Five Photos to Practise (and What Each One Teaches You)
Work through these in order. Each one builds a specific skill, and by the end you'll have a small portfolio that proves you can read light like a pro.
1. The side-light hero shot.Skill: directional light and texture. Put a single dish — a bowl of soup, a slice of cake, a loaf of bread — on a bench beside a window, with the light hitting it from the side. Shoot front-o or at a three-quarter angle and watch how the texture lifts on the lit side and the shadow gives it shape. This is your benchmark for everything else.
2. The back-lit drink or glaze.Skill: using light for glow and translucence. Position the light behind the subject — a glass of juice, a jug of cordial, a syrup-drenched stack of pancakes. Back light makes liquids glow from within and catches steam beautifully. Use a white bounce card in front (your side) to stop the front going too dark. This is the trick that makes drinks look irresistible.

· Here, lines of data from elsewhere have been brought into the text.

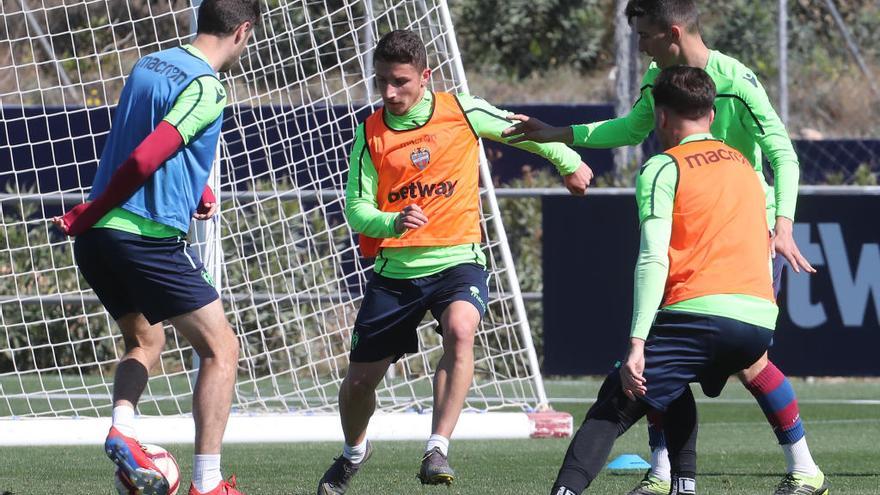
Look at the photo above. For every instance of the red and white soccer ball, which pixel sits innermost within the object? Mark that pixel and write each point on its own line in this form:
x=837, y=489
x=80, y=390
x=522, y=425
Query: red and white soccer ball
x=163, y=460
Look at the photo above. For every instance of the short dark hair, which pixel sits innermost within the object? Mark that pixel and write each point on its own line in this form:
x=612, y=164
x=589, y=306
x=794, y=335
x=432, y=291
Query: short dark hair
x=665, y=13
x=403, y=47
x=222, y=17
x=687, y=91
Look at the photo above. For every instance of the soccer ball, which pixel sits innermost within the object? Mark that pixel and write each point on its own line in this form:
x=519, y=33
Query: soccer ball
x=167, y=466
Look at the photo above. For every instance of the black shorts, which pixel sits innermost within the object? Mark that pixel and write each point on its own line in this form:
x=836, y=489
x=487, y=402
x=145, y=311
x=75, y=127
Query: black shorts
x=684, y=347
x=158, y=277
x=393, y=308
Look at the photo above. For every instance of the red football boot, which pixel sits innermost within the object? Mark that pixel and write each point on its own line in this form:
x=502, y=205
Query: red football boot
x=135, y=467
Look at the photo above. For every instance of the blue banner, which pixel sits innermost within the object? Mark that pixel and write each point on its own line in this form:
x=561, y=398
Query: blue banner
x=828, y=322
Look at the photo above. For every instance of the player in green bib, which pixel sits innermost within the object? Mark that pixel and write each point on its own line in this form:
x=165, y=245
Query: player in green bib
x=420, y=135
x=744, y=119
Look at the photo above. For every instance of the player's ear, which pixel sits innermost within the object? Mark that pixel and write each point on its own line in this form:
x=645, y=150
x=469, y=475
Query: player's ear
x=242, y=32
x=661, y=117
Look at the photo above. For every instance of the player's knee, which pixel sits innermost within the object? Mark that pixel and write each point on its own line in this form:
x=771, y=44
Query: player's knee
x=359, y=386
x=459, y=337
x=747, y=375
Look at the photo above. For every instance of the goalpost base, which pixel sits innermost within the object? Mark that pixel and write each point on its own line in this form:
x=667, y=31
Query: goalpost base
x=286, y=428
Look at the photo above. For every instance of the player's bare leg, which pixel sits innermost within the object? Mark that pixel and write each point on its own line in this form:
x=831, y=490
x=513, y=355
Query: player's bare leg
x=451, y=383
x=357, y=398
x=357, y=402
x=143, y=346
x=455, y=371
x=214, y=341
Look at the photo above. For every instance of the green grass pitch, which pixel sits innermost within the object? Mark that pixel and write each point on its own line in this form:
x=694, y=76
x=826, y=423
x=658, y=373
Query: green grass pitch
x=737, y=453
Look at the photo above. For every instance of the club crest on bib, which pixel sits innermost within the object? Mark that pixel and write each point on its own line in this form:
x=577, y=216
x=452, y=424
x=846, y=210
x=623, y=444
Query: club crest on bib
x=420, y=157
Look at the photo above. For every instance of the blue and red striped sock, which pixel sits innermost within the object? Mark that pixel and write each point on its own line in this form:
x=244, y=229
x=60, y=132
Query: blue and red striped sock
x=776, y=396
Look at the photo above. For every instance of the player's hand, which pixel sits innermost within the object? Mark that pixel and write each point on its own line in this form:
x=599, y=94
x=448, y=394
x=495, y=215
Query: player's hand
x=783, y=243
x=410, y=218
x=206, y=210
x=631, y=372
x=528, y=128
x=578, y=181
x=65, y=222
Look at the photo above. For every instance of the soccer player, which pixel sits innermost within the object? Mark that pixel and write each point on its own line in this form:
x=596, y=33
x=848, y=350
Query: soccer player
x=131, y=237
x=669, y=32
x=413, y=194
x=703, y=304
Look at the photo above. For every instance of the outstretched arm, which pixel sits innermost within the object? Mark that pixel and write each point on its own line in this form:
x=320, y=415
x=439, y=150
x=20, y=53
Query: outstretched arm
x=627, y=130
x=490, y=122
x=128, y=178
x=198, y=106
x=769, y=131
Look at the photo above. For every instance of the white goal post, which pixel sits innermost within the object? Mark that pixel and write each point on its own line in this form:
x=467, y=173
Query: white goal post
x=283, y=257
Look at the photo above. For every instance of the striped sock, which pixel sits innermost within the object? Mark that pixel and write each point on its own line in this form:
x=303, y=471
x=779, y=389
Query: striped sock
x=776, y=397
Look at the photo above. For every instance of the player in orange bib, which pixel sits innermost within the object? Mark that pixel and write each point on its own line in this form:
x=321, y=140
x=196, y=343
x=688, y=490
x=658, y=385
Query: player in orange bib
x=413, y=195
x=703, y=302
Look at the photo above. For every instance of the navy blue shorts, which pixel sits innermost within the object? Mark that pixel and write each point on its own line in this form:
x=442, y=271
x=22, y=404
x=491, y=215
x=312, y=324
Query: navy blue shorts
x=158, y=277
x=393, y=308
x=683, y=348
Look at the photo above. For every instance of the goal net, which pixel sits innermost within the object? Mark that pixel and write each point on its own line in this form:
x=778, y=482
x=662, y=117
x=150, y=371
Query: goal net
x=283, y=257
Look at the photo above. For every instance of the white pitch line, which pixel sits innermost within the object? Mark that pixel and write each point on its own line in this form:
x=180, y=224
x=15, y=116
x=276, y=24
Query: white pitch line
x=854, y=402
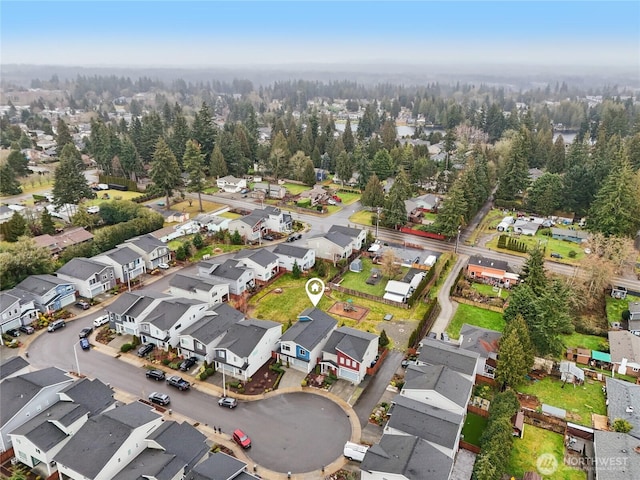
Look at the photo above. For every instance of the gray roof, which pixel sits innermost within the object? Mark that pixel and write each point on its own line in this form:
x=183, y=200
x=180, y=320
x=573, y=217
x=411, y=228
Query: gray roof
x=40, y=284
x=312, y=326
x=434, y=424
x=16, y=392
x=11, y=365
x=624, y=402
x=147, y=243
x=482, y=341
x=82, y=268
x=218, y=466
x=350, y=341
x=407, y=455
x=168, y=311
x=89, y=450
x=434, y=352
x=619, y=448
x=215, y=324
x=122, y=255
x=261, y=256
x=192, y=283
x=290, y=250
x=447, y=382
x=94, y=395
x=42, y=430
x=348, y=231
x=488, y=262
x=242, y=337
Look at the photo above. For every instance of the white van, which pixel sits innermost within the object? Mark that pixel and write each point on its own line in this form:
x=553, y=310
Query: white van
x=354, y=451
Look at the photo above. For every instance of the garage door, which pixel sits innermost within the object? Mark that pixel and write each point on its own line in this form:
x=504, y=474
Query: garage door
x=348, y=374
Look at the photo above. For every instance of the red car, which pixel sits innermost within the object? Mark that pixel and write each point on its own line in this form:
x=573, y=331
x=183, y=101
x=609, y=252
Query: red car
x=241, y=438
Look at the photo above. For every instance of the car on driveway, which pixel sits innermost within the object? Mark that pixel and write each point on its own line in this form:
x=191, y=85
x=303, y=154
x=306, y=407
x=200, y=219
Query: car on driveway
x=228, y=402
x=28, y=329
x=83, y=305
x=145, y=349
x=155, y=374
x=159, y=398
x=98, y=322
x=178, y=382
x=188, y=363
x=85, y=332
x=241, y=438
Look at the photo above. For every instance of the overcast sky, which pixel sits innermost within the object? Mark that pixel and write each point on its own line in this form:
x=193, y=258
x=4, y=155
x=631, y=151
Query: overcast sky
x=208, y=33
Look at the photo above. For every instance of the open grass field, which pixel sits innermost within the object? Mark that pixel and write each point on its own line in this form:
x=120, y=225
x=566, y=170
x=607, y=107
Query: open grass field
x=535, y=442
x=357, y=281
x=579, y=340
x=474, y=316
x=473, y=427
x=615, y=307
x=579, y=401
x=362, y=217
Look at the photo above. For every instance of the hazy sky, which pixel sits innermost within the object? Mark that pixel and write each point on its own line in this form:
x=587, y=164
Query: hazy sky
x=208, y=33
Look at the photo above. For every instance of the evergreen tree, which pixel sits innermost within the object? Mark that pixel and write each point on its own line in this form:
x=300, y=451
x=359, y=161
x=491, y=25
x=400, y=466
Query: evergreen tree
x=70, y=185
x=9, y=185
x=165, y=171
x=194, y=165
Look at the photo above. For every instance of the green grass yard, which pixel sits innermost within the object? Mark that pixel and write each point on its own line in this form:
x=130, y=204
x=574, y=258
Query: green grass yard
x=474, y=316
x=473, y=427
x=535, y=442
x=579, y=401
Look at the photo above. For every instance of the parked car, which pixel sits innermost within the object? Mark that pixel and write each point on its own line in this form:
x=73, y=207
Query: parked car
x=28, y=329
x=159, y=398
x=178, y=382
x=85, y=332
x=228, y=402
x=241, y=438
x=83, y=305
x=98, y=322
x=145, y=349
x=155, y=374
x=188, y=363
x=57, y=325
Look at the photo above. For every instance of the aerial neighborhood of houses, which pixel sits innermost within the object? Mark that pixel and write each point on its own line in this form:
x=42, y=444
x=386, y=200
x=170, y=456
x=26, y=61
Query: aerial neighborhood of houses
x=450, y=321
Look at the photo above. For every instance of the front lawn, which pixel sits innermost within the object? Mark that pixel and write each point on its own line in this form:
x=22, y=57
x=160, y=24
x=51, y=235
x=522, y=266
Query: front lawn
x=358, y=281
x=473, y=427
x=615, y=307
x=474, y=316
x=579, y=401
x=536, y=442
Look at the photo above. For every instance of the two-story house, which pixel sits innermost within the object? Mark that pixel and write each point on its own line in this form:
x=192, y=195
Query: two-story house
x=301, y=345
x=246, y=347
x=240, y=279
x=200, y=339
x=263, y=263
x=153, y=251
x=90, y=277
x=106, y=443
x=348, y=353
x=24, y=396
x=199, y=288
x=167, y=318
x=288, y=255
x=231, y=184
x=47, y=292
x=126, y=262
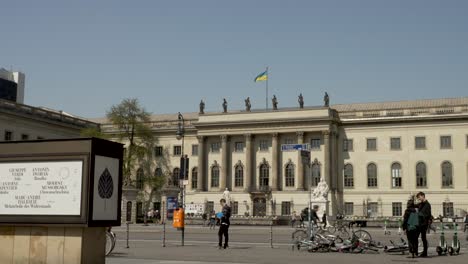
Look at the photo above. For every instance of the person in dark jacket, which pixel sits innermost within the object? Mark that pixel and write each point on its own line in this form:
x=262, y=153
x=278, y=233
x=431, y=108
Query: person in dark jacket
x=412, y=232
x=224, y=225
x=425, y=216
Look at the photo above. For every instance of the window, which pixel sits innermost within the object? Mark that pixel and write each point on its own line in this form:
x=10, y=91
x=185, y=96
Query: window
x=447, y=179
x=285, y=208
x=195, y=178
x=372, y=209
x=371, y=175
x=139, y=182
x=238, y=176
x=396, y=209
x=8, y=135
x=347, y=145
x=421, y=176
x=263, y=145
x=396, y=175
x=158, y=172
x=349, y=209
x=238, y=146
x=289, y=173
x=177, y=150
x=315, y=144
x=448, y=209
x=235, y=208
x=158, y=151
x=175, y=177
x=215, y=176
x=420, y=142
x=445, y=142
x=195, y=150
x=371, y=144
x=348, y=176
x=315, y=174
x=264, y=175
x=215, y=147
x=395, y=143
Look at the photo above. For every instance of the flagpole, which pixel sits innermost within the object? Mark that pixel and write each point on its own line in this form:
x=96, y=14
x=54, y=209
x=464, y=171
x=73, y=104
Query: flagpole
x=267, y=90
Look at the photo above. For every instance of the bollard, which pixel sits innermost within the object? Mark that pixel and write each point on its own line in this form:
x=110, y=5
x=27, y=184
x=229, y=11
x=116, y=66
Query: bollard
x=164, y=234
x=128, y=233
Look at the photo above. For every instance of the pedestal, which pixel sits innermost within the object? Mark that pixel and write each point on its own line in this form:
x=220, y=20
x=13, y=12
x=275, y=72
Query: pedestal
x=52, y=245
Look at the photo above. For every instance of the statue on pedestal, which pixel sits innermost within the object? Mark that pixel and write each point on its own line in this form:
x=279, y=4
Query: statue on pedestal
x=274, y=102
x=320, y=193
x=247, y=104
x=202, y=107
x=224, y=105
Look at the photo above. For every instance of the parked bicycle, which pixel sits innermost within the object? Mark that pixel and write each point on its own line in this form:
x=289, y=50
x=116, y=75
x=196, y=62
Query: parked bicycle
x=110, y=240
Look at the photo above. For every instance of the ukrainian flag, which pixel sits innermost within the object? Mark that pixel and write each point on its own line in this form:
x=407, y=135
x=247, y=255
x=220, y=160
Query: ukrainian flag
x=261, y=77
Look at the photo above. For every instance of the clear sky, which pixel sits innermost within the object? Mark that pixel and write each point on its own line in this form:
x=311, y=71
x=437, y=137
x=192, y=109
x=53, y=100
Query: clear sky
x=84, y=56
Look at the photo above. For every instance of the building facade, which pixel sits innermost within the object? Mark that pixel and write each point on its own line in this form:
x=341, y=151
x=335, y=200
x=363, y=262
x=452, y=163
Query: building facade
x=373, y=156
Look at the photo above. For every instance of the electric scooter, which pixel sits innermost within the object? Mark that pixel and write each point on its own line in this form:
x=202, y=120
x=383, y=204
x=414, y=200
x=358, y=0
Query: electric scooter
x=455, y=247
x=442, y=247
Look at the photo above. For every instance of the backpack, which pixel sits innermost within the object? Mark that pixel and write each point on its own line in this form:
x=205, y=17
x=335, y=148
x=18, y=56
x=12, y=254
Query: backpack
x=413, y=221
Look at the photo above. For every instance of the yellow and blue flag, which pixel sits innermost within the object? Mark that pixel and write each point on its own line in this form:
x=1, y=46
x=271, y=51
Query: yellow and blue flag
x=261, y=77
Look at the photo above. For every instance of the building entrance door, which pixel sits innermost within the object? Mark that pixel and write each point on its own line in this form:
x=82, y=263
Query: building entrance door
x=259, y=206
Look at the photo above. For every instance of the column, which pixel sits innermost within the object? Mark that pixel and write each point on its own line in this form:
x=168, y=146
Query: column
x=300, y=166
x=248, y=163
x=274, y=165
x=224, y=165
x=201, y=163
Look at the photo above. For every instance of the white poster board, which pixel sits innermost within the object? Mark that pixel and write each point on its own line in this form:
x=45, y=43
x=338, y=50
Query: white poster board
x=105, y=193
x=41, y=188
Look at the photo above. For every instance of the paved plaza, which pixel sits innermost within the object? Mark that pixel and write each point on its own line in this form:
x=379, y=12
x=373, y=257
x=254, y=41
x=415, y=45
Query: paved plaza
x=251, y=245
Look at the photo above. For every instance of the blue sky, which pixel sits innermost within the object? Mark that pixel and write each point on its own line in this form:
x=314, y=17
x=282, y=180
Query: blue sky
x=85, y=56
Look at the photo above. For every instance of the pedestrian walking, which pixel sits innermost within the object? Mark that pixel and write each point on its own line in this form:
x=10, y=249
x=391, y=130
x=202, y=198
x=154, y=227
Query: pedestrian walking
x=411, y=226
x=224, y=224
x=425, y=214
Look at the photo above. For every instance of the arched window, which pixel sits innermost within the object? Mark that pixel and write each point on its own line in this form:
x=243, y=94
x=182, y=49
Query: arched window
x=195, y=178
x=447, y=175
x=348, y=175
x=421, y=175
x=396, y=175
x=315, y=173
x=264, y=175
x=140, y=175
x=158, y=172
x=215, y=176
x=175, y=177
x=289, y=173
x=238, y=176
x=371, y=175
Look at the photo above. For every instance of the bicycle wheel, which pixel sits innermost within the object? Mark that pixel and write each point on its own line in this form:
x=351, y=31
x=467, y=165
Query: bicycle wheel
x=363, y=235
x=110, y=242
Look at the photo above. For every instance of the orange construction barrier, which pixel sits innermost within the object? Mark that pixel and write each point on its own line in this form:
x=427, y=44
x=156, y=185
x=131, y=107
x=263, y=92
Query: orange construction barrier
x=179, y=218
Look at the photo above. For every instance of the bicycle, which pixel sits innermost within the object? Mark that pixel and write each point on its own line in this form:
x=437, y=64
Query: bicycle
x=110, y=241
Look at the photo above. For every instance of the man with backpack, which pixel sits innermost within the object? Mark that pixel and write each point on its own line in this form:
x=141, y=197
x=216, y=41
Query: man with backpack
x=224, y=224
x=411, y=226
x=425, y=215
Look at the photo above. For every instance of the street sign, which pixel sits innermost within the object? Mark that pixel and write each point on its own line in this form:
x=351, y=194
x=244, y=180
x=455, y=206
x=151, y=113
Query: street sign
x=294, y=147
x=305, y=155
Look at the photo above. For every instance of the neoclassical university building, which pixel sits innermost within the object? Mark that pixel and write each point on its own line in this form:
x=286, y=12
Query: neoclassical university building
x=373, y=156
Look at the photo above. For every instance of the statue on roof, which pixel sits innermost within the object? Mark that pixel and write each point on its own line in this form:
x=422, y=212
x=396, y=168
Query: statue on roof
x=202, y=107
x=301, y=101
x=326, y=100
x=224, y=105
x=274, y=102
x=247, y=104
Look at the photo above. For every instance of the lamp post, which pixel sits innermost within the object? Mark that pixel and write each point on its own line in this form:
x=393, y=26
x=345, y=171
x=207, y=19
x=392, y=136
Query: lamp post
x=180, y=134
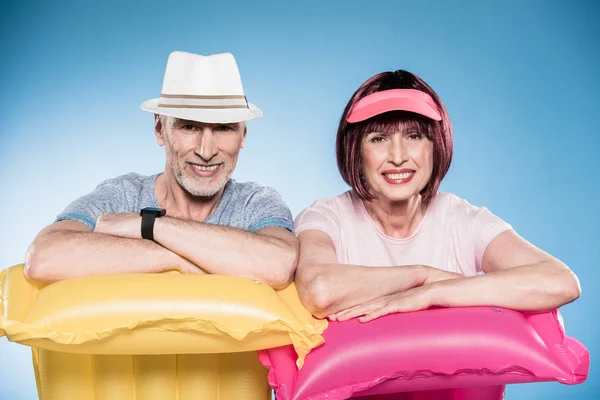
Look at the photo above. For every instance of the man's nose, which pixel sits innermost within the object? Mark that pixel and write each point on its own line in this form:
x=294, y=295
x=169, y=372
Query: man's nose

3. The overcast-day flat lay.Skill: soft, even light and top-down composition. On a bright cloudy day, shoot a spread from directly above — a grazing board, a table of ingredients, breakfast in progress. The soft light keeps shadows gentle so nothing competes. Now play with arrangement: leave deliberate gaps, let one or two elements run off the edge of the frame, and balance colour across the whole picture. Pure composition practice.
4. The moody, shadow-driven shot.Skill: controlling shadow and mood. Same single dish as photo 1, but this time remove the bounce card and let the shadow side go properly dark. Shoot something rich and seasonal — a winter stew, a dark chocolate pud, mulled something. The goal is atmosphere: deep shadow, one pool of light, a sense of intimacy. This teaches you that shadow is a tool, not a mistake.
5. The diffused hard-light challenge.Skill: rescuing difficult light. Deliberately shoot on a day with hard, direct sun through the window. First take a photo with the raw sun — note the blown highlights and harsh shadows. Then tape baking paper or a sheer curtain over the glass and shoot again. Putting the two side by side will teach you more about light than a week of reading. I will say too that deliberately adding shadows into your shots can also add interest, so sometimes harsh sun can work to your advantage as in the shot below. Again, play with this. Put a plant in-between the light source and your scene, and use the shadows of the leaves in the place of props.
Deliberately using harsh shadows to add interest to a shot.
Practise these with whatever's on the bench. The food doesn't have to be perfect — even if it’s Tuesday’s dinner the kids are waiting on. It’s all practice. And it’s the light that does the work.